The Bollywig is round and small

It hasn’t any hair at all

It lives on hmmm hmmm hmmm hmmm hmmm

And sometimes hmmm hmmm hmmm hmmm hmmmmmmm.

At the bit where I’d hum, other people would be singing words. I’d be looking about, and there would be everybody singing. I’d try to work out what they were singing, but I couldn’t. One of the bits sounded like ‘salted plooms’. Salted plooms? What does that mean? I didn’t want to ask, in case I got laughed at or got into trouble for not listening.

It was fucking worrying, because it wasn’t just the words to some song, it wasn’t just that. The song was the backstory of this Bollywig. The song told you who it was and why we should love it, and the teacher would bring it out at the end like it was the big fucking finale, and everybody was excited to see it. And there was me, not getting it, wondering what the fuck salted plooms were.

It was just one of many instances where I felt like everybody knew something I didn’t.

And I never did find out the words. I tried googling it, but there’s fuck all. I think the teacher just made it up herself, the words and the tune. It was a catchy wee tune, the sort of thing you’d expect to be a famous nursery rhyme tune, where the words are different depending on where you live. But I didn’t hear that tune played again.

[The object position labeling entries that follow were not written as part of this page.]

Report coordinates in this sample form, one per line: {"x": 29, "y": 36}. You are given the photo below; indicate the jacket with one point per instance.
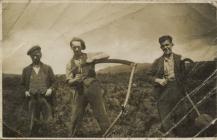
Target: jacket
{"x": 27, "y": 71}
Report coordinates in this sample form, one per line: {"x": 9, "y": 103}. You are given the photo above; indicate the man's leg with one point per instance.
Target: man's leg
{"x": 34, "y": 117}
{"x": 95, "y": 97}
{"x": 78, "y": 106}
{"x": 170, "y": 96}
{"x": 46, "y": 114}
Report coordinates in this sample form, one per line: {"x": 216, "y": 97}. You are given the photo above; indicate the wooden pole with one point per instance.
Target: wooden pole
{"x": 216, "y": 84}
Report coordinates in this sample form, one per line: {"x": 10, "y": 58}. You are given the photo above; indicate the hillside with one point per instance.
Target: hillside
{"x": 124, "y": 68}
{"x": 140, "y": 121}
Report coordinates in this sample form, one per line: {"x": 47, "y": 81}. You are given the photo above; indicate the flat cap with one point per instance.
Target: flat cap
{"x": 33, "y": 49}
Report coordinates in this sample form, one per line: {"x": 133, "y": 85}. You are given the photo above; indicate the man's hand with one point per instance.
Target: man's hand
{"x": 162, "y": 82}
{"x": 77, "y": 78}
{"x": 27, "y": 94}
{"x": 89, "y": 60}
{"x": 48, "y": 92}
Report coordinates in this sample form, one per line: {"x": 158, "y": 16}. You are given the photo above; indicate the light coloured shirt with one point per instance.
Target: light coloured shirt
{"x": 36, "y": 69}
{"x": 79, "y": 66}
{"x": 169, "y": 68}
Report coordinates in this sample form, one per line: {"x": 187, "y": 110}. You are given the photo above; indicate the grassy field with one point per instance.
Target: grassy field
{"x": 140, "y": 121}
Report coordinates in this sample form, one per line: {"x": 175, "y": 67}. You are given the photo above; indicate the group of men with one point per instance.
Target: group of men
{"x": 38, "y": 80}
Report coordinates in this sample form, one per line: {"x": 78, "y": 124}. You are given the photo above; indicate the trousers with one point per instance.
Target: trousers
{"x": 40, "y": 113}
{"x": 91, "y": 94}
{"x": 168, "y": 98}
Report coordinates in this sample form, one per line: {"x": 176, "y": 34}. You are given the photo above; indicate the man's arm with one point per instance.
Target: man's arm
{"x": 51, "y": 77}
{"x": 96, "y": 57}
{"x": 51, "y": 81}
{"x": 151, "y": 73}
{"x": 23, "y": 82}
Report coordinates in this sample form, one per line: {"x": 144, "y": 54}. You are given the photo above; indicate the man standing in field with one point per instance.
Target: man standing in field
{"x": 166, "y": 75}
{"x": 81, "y": 75}
{"x": 37, "y": 79}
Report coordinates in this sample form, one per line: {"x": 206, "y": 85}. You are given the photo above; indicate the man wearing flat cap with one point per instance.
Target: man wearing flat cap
{"x": 166, "y": 75}
{"x": 81, "y": 76}
{"x": 38, "y": 79}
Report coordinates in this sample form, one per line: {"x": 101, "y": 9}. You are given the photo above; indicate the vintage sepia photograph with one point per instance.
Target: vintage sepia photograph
{"x": 109, "y": 69}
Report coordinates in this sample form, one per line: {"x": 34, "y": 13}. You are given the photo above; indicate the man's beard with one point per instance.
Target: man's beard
{"x": 36, "y": 61}
{"x": 167, "y": 52}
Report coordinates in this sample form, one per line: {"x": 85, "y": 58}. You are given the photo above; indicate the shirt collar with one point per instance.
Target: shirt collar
{"x": 170, "y": 58}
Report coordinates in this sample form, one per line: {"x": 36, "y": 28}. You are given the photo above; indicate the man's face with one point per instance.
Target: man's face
{"x": 76, "y": 47}
{"x": 36, "y": 56}
{"x": 166, "y": 47}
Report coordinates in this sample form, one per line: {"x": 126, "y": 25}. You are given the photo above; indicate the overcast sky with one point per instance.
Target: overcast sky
{"x": 124, "y": 31}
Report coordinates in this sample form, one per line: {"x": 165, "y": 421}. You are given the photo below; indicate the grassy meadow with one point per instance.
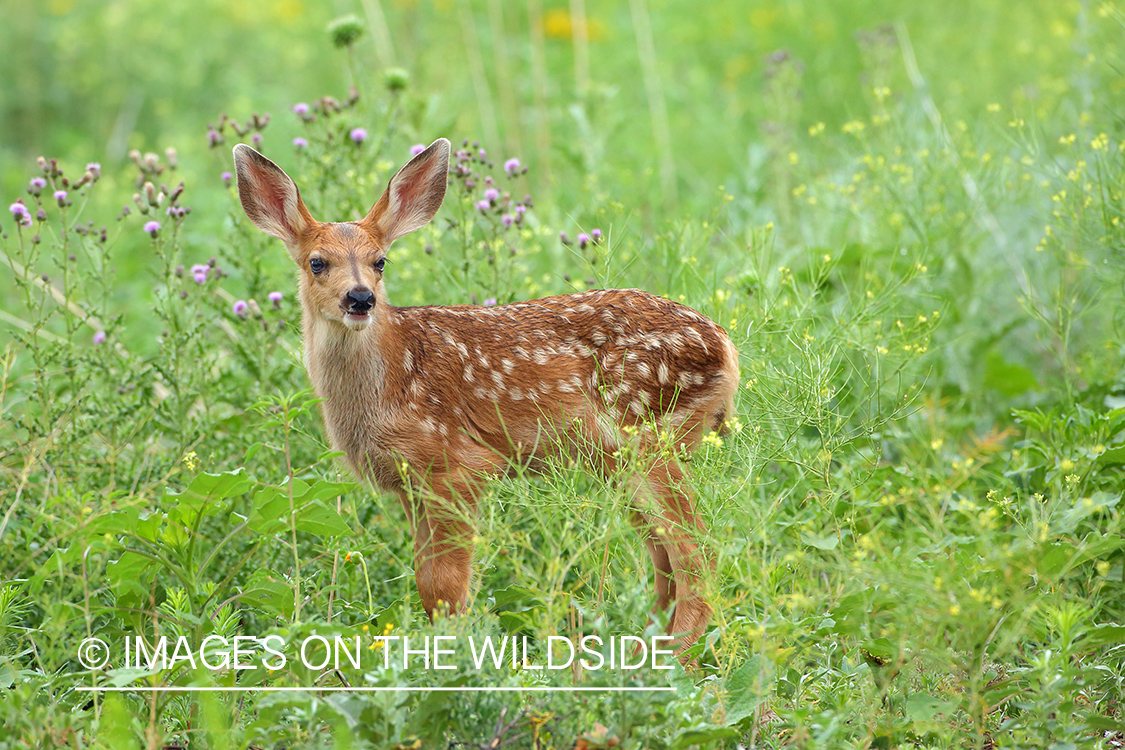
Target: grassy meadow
{"x": 907, "y": 215}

But then, about ten years later, when I was 17 or 18, I was in college. And one of the folk in my course starts whistling a tune to himself.

I fucking span towards him.

It was the tune to the fucking Bollywig.

This was a guy I barely knew, I didn’t know him from school or anything like that. I just span towards him and went like that, ‘Here! What’s that you’re whistling?’

He said, ‘What? Oh, it’s just a daft wee song.’

I said, ‘Aye, but what?’

He said, ‘Just a wee song from school.’

A song from school!

I said, ‘Here, it’s not the fucking Bollywig, is it?’ expecting him to say, ‘The bolly what?’

But he said aye, it was! He was all surprised that I knew, and I was surprised that he knew.

I asked him if he went to Carnwadric Primary, but he didn’t. He went to some school I’d never heard of, from miles away. The pair of us were laughing. What the fuck was going on here?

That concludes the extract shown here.